It’s all Greek to DeepMind: AI helps historians unravel ancient texts
DeepMind has joined forces with classic scholars to develop a new AI tool that helps historians interpret and restore the text on damaged ancient Greek inscriptions.
Named after the Greek island featured in Homer’s Odyssey, Ithaca builds on an earlier text restoration system Pythia, released in 2019.
DeepMind claims the new system is also capable of identifying a text’s location of origin and the date of its creation within a 30 year period – according to a new paper that the Google owned British-based AI lab has published with science journal Nature.
The daunting and time-consuming task of interpreting incomplete manuscripts normally falls to specially-trained epigraphists who look for textual and contextual parallels in similar inscriptions.
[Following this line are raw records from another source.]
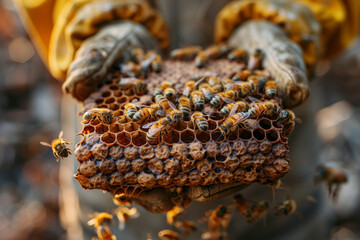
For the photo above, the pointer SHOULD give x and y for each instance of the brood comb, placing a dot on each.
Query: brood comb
(117, 157)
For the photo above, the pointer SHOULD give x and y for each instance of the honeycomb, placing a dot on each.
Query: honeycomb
(117, 157)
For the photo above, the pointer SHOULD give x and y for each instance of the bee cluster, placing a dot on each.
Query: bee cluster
(184, 126)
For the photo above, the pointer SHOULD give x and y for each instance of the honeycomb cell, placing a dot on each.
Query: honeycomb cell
(107, 166)
(162, 152)
(108, 138)
(88, 168)
(172, 167)
(202, 136)
(101, 129)
(138, 165)
(99, 151)
(259, 134)
(124, 138)
(155, 166)
(187, 136)
(123, 165)
(272, 135)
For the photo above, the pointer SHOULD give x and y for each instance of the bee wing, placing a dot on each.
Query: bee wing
(243, 116)
(148, 125)
(227, 100)
(234, 109)
(172, 105)
(45, 144)
(252, 99)
(61, 133)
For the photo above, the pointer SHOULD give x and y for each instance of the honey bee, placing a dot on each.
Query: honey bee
(199, 120)
(242, 76)
(288, 119)
(187, 53)
(148, 113)
(189, 87)
(185, 226)
(102, 114)
(136, 85)
(286, 208)
(137, 55)
(130, 69)
(158, 128)
(239, 107)
(185, 106)
(173, 214)
(232, 123)
(270, 88)
(219, 218)
(170, 94)
(60, 150)
(124, 214)
(167, 234)
(198, 99)
(101, 222)
(130, 109)
(243, 88)
(255, 61)
(238, 54)
(332, 174)
(243, 207)
(266, 108)
(223, 97)
(259, 210)
(164, 103)
(159, 90)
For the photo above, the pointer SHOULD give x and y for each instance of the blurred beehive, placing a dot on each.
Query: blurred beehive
(117, 157)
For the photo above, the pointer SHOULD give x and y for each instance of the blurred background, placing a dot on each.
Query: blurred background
(30, 101)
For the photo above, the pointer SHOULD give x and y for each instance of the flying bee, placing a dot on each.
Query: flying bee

However, DeepMind’s research scientists say it can be challenging for a human to harness all existing, relevant data and to discover underlying patterns – which is where machine learning can be used as a tool to help historians.
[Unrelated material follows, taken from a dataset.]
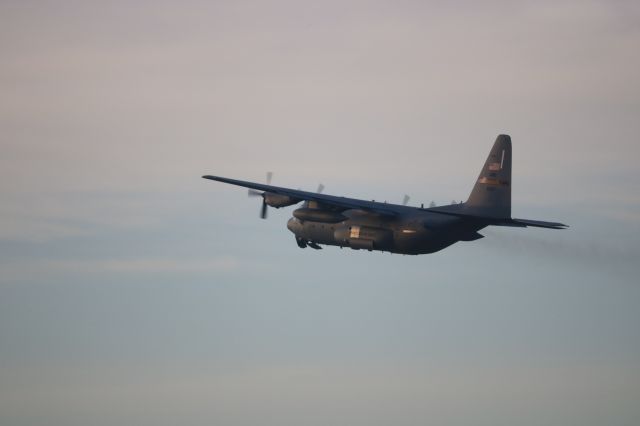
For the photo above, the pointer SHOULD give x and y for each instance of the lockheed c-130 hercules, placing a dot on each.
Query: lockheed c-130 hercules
(398, 228)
Ithaca is trained on a dataset of almost 80,000 ancient Greek inscriptions, each of which is labelled with metadata describing where and when it was written.
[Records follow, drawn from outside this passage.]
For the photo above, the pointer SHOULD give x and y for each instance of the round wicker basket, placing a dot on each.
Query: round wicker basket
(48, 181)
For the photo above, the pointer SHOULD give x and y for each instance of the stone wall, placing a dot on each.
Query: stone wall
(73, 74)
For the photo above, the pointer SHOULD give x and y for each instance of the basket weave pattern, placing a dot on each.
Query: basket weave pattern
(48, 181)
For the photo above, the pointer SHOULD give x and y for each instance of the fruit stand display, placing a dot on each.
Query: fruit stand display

Ithaca looks for patterns in this information, encoding it in complex mathematical models, and uses these inferences to suggest text, date and origins.
According DeepMind Ithaca achieves 62% accuracy in restoring damaged texts, 71% accuracy in identifying their original location and is able to date texts to within 30 years of their ground-truth date ranges.
While these results are promising their less than 90% accuracy rate makes the system a complementary rather than a standalone tool to be used alongside experts. To this end, the system is already proving effective, with DeepMind claiming that historians have already used the tool to re-evaluate significant periods in Greek history.
DeepMind is making its code open source and an interactive version of Ithaca is freely available.